1. A liquid fuel injection pump for supplying fuel to a multi-cylinder internal combustion engine and of the kind comprising a rotary distributor member housed in a body and driven in use in timed relationship with an associated engine, a transverse bore formed in the distributor member and a plunger in said bore, a delivery passage communicating with the bore and arranged to register in turn with outlets in the body, as the distributor member rotates and during successive inward movement of the plunger, a cam ring surrounding the distributor member and having inwardly extending cam lobes for imparting said inward movements to the plunger, fuel supply means for supplying fuel to the bore during at least part of the time when the plunger is allowed to move outwardly by the cam lobes, said fuel supply means including an inlet port in the body to which fuel is supplied from a low pressure source, means for controlling the amount of fuel supplied through said port and stop means for limiting the outward movement of the plunger, said stop means comprising a ring mounted in the body for angular movement, said ring having a profile on its internal surface for engagement by a part associated with the plunger to limit the outward movement of the plunger, means effecting angular adjustment of said ring so that the amount of fuel which can be supplied to said bore can be varied, said means including a movable member, a first coiled torsion spring continuously biasing said member to a first position in which the ring is set for the normal maximum amount of fuel supply to the engine, a second coiled torsion spring stronger than said first spring continuously acting on said member to oppose the force produced by the first coiled torsion spring to continuously urge the member toward a second position in which the ring is set for an extra or excess amount of fuel supply to the engine, and means operable in use to force said member in the same direction as the first torsion spring so that the force exerted by said second spring on the member is overcome and the member is moved to said first position.

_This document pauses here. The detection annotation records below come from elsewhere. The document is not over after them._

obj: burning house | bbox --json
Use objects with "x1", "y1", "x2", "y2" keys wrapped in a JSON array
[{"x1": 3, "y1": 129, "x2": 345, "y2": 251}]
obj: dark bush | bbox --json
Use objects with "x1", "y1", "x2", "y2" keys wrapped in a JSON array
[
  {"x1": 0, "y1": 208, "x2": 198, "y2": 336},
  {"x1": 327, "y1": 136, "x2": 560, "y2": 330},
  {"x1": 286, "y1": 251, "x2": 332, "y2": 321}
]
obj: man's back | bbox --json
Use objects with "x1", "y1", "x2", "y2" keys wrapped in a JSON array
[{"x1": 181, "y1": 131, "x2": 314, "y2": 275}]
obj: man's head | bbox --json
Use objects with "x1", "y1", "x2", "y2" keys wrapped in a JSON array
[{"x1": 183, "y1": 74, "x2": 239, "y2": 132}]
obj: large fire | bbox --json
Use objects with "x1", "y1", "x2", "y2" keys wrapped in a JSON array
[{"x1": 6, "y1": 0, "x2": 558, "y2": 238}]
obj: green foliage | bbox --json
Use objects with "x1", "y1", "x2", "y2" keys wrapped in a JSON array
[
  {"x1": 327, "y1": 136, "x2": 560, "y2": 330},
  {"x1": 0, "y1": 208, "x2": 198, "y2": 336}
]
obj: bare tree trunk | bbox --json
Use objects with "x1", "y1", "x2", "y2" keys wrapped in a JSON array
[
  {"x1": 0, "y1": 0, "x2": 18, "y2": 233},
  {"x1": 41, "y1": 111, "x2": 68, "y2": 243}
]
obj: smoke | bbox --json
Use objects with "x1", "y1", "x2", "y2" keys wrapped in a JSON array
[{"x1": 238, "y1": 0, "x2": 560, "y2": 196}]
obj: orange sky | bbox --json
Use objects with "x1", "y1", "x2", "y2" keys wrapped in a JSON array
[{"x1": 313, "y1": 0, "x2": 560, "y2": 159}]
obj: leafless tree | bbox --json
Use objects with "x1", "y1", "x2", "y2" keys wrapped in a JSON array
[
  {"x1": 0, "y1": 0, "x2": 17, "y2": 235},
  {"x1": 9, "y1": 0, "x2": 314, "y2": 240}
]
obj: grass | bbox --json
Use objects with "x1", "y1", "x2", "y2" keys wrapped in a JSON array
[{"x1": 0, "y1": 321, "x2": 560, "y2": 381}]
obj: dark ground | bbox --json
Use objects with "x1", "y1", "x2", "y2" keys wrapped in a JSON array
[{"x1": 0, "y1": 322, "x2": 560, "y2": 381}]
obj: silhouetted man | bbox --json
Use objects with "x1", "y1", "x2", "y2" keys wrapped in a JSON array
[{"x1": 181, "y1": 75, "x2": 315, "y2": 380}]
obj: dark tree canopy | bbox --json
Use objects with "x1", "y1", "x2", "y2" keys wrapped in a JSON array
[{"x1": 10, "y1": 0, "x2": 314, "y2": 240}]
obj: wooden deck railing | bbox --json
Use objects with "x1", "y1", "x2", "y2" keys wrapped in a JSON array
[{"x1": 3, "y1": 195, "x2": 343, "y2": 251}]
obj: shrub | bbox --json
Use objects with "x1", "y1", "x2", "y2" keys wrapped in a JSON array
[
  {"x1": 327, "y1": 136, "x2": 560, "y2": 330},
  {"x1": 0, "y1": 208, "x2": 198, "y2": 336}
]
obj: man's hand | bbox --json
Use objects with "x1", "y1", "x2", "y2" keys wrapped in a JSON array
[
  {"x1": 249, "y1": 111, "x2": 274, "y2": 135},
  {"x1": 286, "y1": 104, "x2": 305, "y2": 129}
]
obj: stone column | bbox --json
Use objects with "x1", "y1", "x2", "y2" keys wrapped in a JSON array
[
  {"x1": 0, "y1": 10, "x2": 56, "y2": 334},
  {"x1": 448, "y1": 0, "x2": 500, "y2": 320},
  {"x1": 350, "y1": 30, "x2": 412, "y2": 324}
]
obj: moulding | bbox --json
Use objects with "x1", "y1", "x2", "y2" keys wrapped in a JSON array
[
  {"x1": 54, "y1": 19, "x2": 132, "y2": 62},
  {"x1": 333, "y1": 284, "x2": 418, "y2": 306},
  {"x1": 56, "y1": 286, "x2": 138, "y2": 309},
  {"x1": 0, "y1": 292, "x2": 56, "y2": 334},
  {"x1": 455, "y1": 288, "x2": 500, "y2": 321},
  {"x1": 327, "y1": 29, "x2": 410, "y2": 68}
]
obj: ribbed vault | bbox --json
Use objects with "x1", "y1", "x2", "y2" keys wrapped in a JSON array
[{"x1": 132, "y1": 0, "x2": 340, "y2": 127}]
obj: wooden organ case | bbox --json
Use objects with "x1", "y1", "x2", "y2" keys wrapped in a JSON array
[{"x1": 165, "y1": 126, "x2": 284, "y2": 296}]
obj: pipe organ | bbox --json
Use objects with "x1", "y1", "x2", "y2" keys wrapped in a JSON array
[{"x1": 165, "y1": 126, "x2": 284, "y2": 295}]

2. A liquid fuel injection pump for supplying fuel to a multi-cylinder internal combustion engine and of the kind comprising a rotary distributor member housed in a body and driven in use in timed relationship with an associated engine, a transverse bore formed in the distributor member and a plunger in said bore, a delivery passage communicating with the bore and arranged to register in turn with outlets in the body, as the distributor member rotates and during successive inward movement of the plunger, a cam ring surrounding the distributor member and having inwardly extending cam lobes for imparting said inward movements to the plunger, fuel supply means for supplying fuel to the bore during at least part of the time when the plunger is allowed to move outwardly by the cam lobes, said fuel supply means including an inlet port in the body to which fuel is supplied from a low pressure source, means for controlling the amount of fuel supplied through said port and stop means for limiting the outward movement of the plunger, said stop means comprising a ring mounted in the body, said ring having a profile on its internal surface for engagement by a part associated with the plunger to limit the outward movement of the plunger, means for adjusting said ring so that the amount of fuel which can be supplied to said bore can be varied, said means including a movable member, a first coiled torsion spring biasing said member to a first position in which the ring is set for the normal maximum amount of fuel supply to the engine, a second coiled torsion spring stronger than said first spring, acting on said member to urge the member to a second position in which the ring is set for an extra or excess amount of fuel supply to the engine, and means operable in use to remove the force exerted by said second spring on the member whereby the member can move under the action of said first spring to said first position, said means operable to remove the force comprising a slidable plate having a peg engageable with a tail of the second spring, and means for moving said plate whereby the tail is moved out of engagement with a part operatively connected to said ring.

3. A pump according to claim 2 in which the means for moving said plate comprises a fluid pressure operable piston responsive to the fuel pressure developed by said fuel supply means.